Flessen met gevaarlijke stoffen en alle apotheekflessen konden we gewoon met
onze handjes en beperkte motoriek openen.
Poorten en deuren gingen gewoon dicht en als je met je vingers er tussen zat
waren ze weg.
Op de fiets zat je achterop met je gat op de bagagedrager en probeerde je
vast te houden aan de schroefveren van het zadel voor je.
Een helm hadden ze nog niet eens op een bromfiets, laat staan op een fiets.
Water dronken we uit de kraan, niet uit een fles.

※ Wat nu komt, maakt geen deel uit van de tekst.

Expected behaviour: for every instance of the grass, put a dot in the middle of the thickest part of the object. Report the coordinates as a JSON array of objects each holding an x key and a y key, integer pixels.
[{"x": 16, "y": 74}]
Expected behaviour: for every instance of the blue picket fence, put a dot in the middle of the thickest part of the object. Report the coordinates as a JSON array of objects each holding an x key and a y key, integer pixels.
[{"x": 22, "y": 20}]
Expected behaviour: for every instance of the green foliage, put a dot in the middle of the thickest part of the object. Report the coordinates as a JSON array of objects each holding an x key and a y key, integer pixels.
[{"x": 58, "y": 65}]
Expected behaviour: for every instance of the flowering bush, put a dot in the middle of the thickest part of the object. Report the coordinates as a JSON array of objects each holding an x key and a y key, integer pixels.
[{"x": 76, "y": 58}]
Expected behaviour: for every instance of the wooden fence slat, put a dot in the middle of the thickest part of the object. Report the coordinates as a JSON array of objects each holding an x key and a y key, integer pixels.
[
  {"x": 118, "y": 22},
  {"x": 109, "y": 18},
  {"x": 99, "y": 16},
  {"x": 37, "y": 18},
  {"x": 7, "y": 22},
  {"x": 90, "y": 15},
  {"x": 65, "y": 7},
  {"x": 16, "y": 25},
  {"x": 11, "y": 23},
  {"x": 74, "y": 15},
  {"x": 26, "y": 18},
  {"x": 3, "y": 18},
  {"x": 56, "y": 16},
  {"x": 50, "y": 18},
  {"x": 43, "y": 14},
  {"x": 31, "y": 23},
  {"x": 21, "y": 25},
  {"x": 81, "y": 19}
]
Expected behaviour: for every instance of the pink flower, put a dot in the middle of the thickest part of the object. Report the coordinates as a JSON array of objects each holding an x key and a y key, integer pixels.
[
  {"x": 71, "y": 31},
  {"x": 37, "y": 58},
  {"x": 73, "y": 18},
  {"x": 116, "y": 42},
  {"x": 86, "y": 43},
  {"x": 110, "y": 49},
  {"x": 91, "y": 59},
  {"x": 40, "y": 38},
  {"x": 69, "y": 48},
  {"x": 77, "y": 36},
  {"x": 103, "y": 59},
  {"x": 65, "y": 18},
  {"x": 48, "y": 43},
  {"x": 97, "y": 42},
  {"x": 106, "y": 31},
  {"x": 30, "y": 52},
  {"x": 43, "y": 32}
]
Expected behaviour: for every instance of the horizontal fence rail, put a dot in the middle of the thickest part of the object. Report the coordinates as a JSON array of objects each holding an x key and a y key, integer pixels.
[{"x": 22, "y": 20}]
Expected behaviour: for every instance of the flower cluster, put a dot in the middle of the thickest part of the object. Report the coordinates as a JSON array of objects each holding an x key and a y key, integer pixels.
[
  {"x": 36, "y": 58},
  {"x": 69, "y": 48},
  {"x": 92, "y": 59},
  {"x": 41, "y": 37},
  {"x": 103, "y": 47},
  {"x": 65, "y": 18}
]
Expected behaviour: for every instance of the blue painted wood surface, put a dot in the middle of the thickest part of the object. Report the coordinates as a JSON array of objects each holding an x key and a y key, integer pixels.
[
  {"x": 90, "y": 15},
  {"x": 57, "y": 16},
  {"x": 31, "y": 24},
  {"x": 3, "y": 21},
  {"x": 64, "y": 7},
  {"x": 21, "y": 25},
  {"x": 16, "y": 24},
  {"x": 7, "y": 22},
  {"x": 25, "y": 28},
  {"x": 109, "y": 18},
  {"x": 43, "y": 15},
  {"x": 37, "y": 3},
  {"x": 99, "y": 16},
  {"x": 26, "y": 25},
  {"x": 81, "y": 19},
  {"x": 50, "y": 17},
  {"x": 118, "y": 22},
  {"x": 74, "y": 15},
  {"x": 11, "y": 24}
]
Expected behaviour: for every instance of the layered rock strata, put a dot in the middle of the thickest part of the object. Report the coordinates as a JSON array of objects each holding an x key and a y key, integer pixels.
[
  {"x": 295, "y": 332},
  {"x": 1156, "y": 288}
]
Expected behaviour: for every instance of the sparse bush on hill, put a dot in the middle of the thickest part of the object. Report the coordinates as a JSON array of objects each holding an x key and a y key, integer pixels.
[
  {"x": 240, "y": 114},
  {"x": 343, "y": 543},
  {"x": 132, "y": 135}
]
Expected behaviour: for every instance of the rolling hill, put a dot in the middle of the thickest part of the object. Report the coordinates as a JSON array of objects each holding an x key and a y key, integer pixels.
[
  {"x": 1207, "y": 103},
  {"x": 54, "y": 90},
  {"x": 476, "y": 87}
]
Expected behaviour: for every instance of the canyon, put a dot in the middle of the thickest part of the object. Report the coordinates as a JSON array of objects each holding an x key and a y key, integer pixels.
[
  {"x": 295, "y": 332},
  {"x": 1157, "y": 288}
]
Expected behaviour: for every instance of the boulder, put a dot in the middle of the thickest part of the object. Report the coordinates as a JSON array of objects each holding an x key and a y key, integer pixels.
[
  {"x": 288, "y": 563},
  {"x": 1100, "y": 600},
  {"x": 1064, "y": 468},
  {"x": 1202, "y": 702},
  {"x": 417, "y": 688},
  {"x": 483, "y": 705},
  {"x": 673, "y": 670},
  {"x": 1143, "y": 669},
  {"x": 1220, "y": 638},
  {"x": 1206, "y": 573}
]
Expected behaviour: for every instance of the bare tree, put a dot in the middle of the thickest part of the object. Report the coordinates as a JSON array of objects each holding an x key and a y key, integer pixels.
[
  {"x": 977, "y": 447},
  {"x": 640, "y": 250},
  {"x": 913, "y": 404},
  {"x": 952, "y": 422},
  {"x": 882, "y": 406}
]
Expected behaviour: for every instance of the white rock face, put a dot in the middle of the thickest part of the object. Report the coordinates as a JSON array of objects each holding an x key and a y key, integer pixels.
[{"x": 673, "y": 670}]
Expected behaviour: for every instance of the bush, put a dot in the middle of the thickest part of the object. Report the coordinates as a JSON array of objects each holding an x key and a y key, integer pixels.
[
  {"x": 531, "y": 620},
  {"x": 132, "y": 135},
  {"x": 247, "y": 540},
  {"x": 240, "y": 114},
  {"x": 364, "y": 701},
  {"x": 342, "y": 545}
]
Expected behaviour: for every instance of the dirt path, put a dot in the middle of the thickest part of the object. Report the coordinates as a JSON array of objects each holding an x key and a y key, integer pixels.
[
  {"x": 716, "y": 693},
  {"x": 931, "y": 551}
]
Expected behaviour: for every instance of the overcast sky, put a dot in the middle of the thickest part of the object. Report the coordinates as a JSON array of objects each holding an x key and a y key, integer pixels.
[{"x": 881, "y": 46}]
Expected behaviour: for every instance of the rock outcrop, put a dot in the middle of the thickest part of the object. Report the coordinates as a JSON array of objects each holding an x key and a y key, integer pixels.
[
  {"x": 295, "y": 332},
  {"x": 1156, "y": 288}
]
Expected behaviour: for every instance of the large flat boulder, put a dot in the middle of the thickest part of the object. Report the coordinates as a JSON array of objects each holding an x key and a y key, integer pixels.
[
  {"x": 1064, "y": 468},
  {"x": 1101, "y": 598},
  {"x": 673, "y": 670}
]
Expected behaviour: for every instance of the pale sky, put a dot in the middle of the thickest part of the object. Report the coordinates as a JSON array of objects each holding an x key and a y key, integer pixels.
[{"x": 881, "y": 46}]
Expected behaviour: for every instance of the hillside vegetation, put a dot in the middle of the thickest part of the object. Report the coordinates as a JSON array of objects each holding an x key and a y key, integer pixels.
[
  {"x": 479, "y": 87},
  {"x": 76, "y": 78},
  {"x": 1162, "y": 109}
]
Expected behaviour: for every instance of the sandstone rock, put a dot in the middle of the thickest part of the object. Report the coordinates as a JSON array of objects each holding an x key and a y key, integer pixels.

Brood stond stijf van conserveringsmiddelen, na twee weken was een Bums nog
net zo vers als in de winkel.
Kleur en smaakstoffen moeten ook toen al bestaan hebben, want zo rood, groen
of geel als die limonade toen was, zie ik ze nu echt niet meer.
Een kauwgom legde je 's avonds op het nachtkastje en stak je 's morgens weer
in je mond.
Op school hadden ze maar één maat bank en met zo'n heerlijk gevaarlijke klep
eraan.
Schoenen waren meestal al ingedragen door broer, zus, neef of zo, en ook je
fiets was of te groot of te klein.
Een fiets had geen versnellingen en als een band kapot was leerde je vader
je zo snel mogelijk om hem zelf te plakken.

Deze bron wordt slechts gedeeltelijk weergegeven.